若いときの書翰は大体読みやすいように思っていましたが、どういうわけか読みにくかったです。
この記事を書くとき、いつもは答を見る前に書くところ、今日は答え合せを済ませてからの記述です。
已に結果を知っているので、答に進みます。
中々おもしろい結果です(写した後に一字再検討)。
答案990字中、誤読25字(2.52%)、保留6字。
翻って、本の刻者は誤読42字(4.34%)に達しました。半数の21字は丸ごと脱落です。
これまでもしばしば書翰集中の誤字脱字を目にしましたが、今回は相当です。特に脱字・倒錯が目立ちました。
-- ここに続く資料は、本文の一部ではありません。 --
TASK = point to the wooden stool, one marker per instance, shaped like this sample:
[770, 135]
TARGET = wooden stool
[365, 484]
三間餘にもなる長々文のためお疲れだったのでしょうか。
「卒遽」、たしかに「遽」字です。
「是乍併」、「是」字は字上になにか違和感を覚えましたが良さそうです。
「愚父差圖に御座候」、さすがに「御座候」ではないと思います。「にて」で良いかと。
「若年」、答の「若」字、正しくは「昔」字です。
「粉骨砕身」、明らかに「砕」字ではないのです。私は、取り敢えず尤も字形の近い「虀」字にしました。
「假令」、「令」字はそういう形に見えなかったです。
「傷り」、なにか損なう意味合いの言葉だと分ってはいましたが、「傷」字に至らず。
「奉仰願」、「仰」字は盲點でした。
尚々 「奉存候間」、なぜ「間」字がこれほど離れるのか、惑わされました。この書翰、よほど意氣込んで書かれたものらしく、時々変なところで筆が止るのはその所為かと思います。
「義申上」、「申」か「之」か悩みます。ほかのところも同様に誤り。
「如此に候」、「にて」として誤りなのでしょうか?どうも不審です。
「心悪く」、思っている「悪」字と違いました。
「乍憚」、刻者は「憚」字にしていますが、これは「懼」でしょう。
山陽翁の書翰を読む、いよいよ最後の一通を残すのみです。